This claim is correct, but I think we can reference better sources . The SEC
complaint [1] "alleges that, among other things, Rajat K. Gupta tipped his
business associate Raj Rajaratnam, Galleon Management’s founder and managing
general partner, to confidential information Gupta learned in the course of
his duties as a member of the Board of Directors of The Goldman Sachs Group,
Inc. The complaint alleges that Gupta disclosed material nonpublic information
concerning Berkshire Hathaway Inc.’s $5 billion investment in Goldman Sachs in
September 2008, and concerning Goldman Sachs’s financial results for both the
second and the fourth quarter of 2008. Rajaratnam used the information he
learned from Gupta to trade profitably in certain Galleon hedge funds" [2].
Somewhat pertinently, Gupta did not violate his responsibilities to Goldman
Sachs as a McKinsey officer, but as a GS Board member.

[1]
[https://www.sec.gov/litigation/complaints/2011/comp22140.pdf](https://www.sec.gov/litigation/complaints/2011/comp22140.pdf)

[2]
[https://www.sec.gov/litigation/litreleases/2012/lr22582.htm](https://www.sec.gov/litigation/litreleases/2012/lr22582.htm)

------
mikorym
I think the article is relevant in addressing the private sector's partial
accountability in the general scene of corruption and exasperation in South
Africa.

It is not that McKinsey could be blamed for Eskom's general inefficiencies but
rather that it shares responsibility in the lack of a managerial and
efficiency turnaround at state companies like Eskom.
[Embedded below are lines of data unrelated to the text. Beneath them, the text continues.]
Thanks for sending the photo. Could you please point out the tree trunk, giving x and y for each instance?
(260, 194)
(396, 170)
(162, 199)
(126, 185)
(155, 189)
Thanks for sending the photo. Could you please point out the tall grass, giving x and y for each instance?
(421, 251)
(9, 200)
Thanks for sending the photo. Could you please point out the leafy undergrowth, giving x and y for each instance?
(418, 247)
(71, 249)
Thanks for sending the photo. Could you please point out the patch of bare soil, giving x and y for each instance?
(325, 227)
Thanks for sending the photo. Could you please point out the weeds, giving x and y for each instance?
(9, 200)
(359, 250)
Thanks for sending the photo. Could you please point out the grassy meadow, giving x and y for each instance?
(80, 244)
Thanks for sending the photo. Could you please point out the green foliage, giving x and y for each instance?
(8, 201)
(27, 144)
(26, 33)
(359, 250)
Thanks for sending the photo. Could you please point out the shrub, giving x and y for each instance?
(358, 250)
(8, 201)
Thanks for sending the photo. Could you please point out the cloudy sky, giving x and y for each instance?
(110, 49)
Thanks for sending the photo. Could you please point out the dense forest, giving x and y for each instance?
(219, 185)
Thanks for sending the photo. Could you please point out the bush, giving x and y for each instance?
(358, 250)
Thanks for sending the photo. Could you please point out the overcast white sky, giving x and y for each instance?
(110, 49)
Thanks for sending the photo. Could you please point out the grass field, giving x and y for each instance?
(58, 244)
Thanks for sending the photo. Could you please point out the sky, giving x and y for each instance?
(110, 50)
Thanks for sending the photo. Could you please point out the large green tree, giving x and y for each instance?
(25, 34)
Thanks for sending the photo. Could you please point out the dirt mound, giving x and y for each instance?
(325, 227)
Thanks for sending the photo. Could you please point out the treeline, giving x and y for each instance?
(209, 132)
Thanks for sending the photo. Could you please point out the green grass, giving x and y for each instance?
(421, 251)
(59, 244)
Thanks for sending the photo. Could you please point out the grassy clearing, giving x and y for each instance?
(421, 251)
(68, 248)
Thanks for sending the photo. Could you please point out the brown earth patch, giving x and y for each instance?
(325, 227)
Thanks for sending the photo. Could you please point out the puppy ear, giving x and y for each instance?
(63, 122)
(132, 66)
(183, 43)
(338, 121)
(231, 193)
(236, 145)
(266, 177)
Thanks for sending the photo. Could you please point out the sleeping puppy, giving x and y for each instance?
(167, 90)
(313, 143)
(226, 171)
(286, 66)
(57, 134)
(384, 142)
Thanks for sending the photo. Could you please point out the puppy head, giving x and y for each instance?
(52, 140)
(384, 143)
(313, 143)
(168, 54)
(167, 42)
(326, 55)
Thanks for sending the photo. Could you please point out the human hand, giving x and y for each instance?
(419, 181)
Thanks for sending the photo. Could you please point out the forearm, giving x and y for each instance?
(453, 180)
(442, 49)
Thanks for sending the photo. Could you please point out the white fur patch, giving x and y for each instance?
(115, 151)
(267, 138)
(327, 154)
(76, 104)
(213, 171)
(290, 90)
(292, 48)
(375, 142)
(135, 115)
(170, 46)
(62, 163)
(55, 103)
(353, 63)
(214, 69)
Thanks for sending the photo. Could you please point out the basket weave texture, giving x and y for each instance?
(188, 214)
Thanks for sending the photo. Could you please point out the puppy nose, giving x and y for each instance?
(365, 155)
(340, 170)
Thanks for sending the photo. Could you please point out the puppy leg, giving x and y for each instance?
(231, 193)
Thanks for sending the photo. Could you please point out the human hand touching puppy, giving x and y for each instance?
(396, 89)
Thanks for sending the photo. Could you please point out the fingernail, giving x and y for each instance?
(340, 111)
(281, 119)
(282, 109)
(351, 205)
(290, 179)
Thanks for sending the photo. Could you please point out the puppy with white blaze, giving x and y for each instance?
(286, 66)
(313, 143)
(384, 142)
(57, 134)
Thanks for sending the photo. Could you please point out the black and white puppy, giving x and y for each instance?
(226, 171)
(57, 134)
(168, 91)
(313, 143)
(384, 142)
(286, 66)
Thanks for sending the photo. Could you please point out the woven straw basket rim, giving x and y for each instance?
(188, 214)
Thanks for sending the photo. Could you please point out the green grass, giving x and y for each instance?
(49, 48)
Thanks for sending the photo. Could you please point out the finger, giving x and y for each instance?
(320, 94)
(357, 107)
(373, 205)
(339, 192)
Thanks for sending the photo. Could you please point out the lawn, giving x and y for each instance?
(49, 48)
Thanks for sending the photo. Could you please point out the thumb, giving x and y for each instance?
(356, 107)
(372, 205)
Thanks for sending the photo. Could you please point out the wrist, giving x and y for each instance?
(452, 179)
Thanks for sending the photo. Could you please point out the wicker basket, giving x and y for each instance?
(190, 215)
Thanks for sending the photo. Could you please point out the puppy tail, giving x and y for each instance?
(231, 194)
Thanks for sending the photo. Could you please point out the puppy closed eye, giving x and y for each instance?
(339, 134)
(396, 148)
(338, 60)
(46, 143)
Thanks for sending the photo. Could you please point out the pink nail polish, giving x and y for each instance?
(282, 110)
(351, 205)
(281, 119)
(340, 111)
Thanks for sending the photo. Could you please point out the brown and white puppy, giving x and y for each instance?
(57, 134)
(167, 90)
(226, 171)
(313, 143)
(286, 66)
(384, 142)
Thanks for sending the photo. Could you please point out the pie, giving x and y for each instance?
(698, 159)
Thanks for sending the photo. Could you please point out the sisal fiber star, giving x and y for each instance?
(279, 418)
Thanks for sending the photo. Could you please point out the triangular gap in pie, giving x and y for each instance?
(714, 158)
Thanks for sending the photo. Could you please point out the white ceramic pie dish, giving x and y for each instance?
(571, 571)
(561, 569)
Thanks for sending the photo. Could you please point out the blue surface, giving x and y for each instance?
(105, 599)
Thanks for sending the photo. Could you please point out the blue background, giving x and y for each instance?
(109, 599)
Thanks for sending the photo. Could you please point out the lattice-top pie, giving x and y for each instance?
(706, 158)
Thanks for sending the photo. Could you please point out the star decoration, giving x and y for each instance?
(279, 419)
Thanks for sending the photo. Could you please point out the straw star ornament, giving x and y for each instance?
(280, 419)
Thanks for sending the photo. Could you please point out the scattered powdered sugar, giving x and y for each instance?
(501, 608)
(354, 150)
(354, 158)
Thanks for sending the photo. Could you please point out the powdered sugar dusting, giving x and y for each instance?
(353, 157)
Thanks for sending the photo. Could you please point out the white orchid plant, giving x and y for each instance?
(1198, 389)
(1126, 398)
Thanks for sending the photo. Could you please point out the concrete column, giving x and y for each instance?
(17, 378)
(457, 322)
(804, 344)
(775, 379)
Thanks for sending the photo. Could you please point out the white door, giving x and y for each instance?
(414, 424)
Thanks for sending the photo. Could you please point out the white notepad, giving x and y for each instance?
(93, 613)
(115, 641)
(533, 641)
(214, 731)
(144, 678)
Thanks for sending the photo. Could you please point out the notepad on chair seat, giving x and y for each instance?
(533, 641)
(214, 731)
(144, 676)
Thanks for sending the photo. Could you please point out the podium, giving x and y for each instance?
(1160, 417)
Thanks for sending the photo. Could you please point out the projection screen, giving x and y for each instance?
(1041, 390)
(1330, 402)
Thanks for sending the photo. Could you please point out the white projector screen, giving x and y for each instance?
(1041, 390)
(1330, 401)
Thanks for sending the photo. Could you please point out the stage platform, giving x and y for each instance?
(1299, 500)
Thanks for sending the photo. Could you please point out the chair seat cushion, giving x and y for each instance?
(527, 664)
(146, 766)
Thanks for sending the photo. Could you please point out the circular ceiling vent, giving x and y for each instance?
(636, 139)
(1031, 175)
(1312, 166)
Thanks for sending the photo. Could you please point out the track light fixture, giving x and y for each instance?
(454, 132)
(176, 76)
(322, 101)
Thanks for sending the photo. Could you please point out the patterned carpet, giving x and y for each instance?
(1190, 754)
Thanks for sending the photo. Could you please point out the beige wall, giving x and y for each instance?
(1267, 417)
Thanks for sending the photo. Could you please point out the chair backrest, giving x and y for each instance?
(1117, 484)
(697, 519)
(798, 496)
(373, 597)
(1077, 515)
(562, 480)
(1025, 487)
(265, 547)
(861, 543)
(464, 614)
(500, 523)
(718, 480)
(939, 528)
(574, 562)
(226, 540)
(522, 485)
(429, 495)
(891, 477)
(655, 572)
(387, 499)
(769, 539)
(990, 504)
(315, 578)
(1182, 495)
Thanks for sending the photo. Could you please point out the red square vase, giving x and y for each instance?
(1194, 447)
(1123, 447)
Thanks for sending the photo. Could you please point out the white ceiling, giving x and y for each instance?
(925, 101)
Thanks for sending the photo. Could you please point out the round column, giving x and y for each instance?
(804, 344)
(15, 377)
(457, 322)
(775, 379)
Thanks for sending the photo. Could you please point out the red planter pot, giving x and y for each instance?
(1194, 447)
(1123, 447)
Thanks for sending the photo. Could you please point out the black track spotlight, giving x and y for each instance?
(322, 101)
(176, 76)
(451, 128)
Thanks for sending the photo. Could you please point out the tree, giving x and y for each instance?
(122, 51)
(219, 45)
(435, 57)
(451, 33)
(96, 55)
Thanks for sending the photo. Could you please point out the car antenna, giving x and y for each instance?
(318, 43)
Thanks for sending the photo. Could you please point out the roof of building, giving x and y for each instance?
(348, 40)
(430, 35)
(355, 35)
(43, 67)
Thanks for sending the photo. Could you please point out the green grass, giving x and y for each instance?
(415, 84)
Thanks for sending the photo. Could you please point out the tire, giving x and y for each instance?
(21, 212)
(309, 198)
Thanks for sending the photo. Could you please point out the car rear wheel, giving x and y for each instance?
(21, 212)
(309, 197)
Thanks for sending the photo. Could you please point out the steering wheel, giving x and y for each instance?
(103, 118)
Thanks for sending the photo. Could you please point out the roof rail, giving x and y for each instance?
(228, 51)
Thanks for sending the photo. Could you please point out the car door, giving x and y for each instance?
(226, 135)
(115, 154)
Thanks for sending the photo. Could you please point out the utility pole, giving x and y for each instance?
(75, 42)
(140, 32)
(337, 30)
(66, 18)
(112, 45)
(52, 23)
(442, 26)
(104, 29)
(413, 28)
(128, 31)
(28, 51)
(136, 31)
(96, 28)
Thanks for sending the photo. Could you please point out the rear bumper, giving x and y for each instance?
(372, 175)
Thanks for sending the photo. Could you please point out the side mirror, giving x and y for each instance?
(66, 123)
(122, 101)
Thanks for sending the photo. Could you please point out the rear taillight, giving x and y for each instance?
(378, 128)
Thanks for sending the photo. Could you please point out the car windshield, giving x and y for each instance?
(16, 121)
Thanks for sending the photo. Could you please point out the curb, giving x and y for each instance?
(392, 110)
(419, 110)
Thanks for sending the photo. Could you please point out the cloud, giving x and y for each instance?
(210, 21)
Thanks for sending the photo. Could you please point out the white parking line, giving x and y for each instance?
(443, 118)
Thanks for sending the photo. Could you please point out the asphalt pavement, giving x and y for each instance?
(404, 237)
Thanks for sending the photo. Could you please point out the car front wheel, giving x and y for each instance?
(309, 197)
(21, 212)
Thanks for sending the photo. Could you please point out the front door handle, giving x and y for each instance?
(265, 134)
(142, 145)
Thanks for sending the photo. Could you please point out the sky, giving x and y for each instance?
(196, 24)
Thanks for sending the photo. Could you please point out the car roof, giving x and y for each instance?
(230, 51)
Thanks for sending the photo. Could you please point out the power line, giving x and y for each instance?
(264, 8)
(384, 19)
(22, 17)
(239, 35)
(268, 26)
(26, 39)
The general rhetoric is to blame the government (perhaps correctly), but the
present article I think does not attempt to singly shoulder responsibility on
McKinsey. It shows how government inefficiency may lead to a general free-for-
all or at least a atmosphere of being exempt from justice in the private
sector as well.

My summary on the matter would be that many South Africans have the desire to
build towards a more economically competent country and that complications in
bureaucracy and malevolent actors complicate this. This is a country where
anyone rather easily can weaponise different kinds of racism or partiality
that degenerates into a debate about whom we should blame. In preventing this
particular counter productive and frequent exercise perhaps it is useful to
remain as objective as one may be in identifying responsible parties, letting
them be held accountable in the corresponding legal framework, and from there
focusing on actual problems such as the state of disrepair of Eskom run power
stations. It may well be that action by private companies would catalyse the
process towards an efficient and economically sound South Africa. However,
what this articles shows is how an internationally respected private firm fell
into the same traps that local politicians do.

------
anonu
My favorite McKinsey failure is the one where UBS (the Swiss Investment Bank)
brought them in circa 2000 to understand how they could better expand in the
USA. McKinsey said something along the lines of "Well - you guys have very
little subprime mortgages exposure and we think this is the next hot thing -
you guys need to move all your chips into subprime".

Fast forward 7 to 8 years and the US was hit with one of the biggest financial
crises ever. Caused by what? Sub-prime debt. UBS had some of the biggest debt
writeoffs - maybe 2nd to Citi.

Source: There is a post-mortem report that UBS released after the financial
crises that explains how they got there.

------
known
Which caste is looting India? [https://www.quora.com/Which-caste-is-looting-
India/answer/Ad...](https://www.quora.com/Which-caste-is-looting-
India/answer/Adarsh-Sapoota)

------
trhway
>Since President Trump took office, McKinsey has greatly expanded consulting
for Immigration and Customs Enforcement through that agency’s office of
“detention, compliance and removals.”

Now ICE need the consultants for that! I wonder whether McKinsey had anything
to do with that risk assessment software update discussed today?